No caso da concessão de parte desses serviços nas regiões de atuação da CEDAE no Rio de Janeiro, os dois consórcios vencedores do leilão assumiram o compromisso de fazer investimentos da ordem de R$ 30 bilhões ao longo do período da concessão que é de 35 anos. Considerando-se o tamanho da população do Rio de Janeiro, podemos estimar que grande parte da questão da universalização já está bem encaminhada no Estado, apesar de ser atingida apenas por volta do ano 2056 (estou considerando nessa conta o período total da concessão dos serviços). 

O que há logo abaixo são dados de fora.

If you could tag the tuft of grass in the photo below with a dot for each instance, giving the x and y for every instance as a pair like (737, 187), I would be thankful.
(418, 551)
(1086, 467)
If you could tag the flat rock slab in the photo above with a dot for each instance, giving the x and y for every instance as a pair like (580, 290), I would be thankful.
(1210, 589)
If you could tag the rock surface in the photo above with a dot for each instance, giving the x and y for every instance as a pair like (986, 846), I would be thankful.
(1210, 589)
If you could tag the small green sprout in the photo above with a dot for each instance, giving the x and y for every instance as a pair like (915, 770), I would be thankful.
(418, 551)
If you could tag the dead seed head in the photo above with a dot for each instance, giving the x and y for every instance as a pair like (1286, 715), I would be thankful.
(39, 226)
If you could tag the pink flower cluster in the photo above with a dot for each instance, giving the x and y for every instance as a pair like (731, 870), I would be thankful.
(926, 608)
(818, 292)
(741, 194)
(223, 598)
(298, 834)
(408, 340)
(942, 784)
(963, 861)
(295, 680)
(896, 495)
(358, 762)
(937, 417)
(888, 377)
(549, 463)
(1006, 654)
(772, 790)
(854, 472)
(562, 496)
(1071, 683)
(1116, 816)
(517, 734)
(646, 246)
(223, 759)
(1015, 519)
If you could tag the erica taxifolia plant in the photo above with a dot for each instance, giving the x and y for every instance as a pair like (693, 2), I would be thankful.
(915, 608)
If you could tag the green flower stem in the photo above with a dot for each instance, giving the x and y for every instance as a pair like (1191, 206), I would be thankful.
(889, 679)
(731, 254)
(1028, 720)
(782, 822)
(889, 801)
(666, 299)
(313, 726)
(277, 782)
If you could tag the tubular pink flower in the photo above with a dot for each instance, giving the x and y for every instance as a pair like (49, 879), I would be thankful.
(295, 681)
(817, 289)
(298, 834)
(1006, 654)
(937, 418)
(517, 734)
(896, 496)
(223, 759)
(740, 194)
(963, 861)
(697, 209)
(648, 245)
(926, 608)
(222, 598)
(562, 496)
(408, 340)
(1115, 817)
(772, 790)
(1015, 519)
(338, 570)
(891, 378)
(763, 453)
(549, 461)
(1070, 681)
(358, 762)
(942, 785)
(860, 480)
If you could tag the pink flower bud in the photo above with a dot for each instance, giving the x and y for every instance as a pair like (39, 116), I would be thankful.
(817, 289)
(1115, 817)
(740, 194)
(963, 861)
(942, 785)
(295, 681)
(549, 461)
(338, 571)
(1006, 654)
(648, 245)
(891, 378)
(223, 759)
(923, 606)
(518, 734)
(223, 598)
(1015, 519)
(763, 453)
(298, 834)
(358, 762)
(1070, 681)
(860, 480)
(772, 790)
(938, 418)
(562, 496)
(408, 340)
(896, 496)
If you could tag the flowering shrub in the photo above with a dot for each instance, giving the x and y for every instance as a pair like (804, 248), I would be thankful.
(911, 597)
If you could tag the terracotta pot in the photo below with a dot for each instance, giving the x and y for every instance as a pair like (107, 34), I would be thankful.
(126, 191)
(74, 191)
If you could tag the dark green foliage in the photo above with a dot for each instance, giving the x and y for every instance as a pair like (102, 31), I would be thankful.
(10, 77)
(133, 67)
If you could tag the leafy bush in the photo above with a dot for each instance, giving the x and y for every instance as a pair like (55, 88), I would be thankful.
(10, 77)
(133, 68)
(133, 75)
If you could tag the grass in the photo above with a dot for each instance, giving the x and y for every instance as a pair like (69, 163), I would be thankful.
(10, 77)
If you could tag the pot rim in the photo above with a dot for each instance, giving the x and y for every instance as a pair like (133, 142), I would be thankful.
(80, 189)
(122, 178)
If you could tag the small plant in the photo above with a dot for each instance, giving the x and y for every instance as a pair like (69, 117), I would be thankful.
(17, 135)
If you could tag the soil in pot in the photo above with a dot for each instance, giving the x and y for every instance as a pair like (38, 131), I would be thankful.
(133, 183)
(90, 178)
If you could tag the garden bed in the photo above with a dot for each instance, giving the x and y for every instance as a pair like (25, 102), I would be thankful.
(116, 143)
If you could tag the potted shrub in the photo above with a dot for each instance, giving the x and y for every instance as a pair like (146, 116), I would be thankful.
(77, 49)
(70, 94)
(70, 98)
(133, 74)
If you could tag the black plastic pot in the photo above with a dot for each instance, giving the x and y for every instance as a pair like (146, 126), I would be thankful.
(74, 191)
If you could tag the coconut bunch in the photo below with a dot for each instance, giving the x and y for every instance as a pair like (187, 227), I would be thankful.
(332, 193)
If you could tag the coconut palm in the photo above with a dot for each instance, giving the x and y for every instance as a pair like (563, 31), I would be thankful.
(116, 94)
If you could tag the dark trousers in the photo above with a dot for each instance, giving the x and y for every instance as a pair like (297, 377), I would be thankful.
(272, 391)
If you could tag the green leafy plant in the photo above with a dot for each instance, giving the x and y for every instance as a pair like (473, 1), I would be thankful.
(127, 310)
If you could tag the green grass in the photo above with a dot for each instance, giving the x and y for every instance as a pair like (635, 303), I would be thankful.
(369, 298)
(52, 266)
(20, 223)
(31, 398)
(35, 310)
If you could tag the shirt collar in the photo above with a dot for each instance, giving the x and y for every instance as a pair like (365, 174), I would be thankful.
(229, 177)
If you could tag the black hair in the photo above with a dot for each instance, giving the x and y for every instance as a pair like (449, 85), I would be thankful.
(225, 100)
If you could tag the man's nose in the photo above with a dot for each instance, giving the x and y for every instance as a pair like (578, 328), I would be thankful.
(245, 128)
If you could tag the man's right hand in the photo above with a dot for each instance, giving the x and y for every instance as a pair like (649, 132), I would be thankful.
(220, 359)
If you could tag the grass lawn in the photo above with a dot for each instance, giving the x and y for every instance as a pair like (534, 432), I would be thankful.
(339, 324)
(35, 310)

Privatizar esses serviços em Estados grandes e ricos é fácil – resta saber se nos demais Estados da Federação haverá o mesmo apetite das empresas privadas pela concessão dos mesmos serviços, uma questão que fica ainda mais delicada nos Estados mais pobres e nas cidades menores e/ou nos pequenos povoados mais isolados dos sertões do país. 

Pessoalmente, eu tenho minhas dúvidas sobre os rumos do saneamento básico aqui no país, especialmente no que se refere a sistemas de esgotos. Eu trabalhei por quase 10 anos em obras desse tipo – são obras caras, de realização problemática e bem demoradas. Sem a garantia de um bom e rápido retorno financeiro, não sei quantas empresas privadas vão querer “encarar” esses serviços nas “quebradas” do Brasil.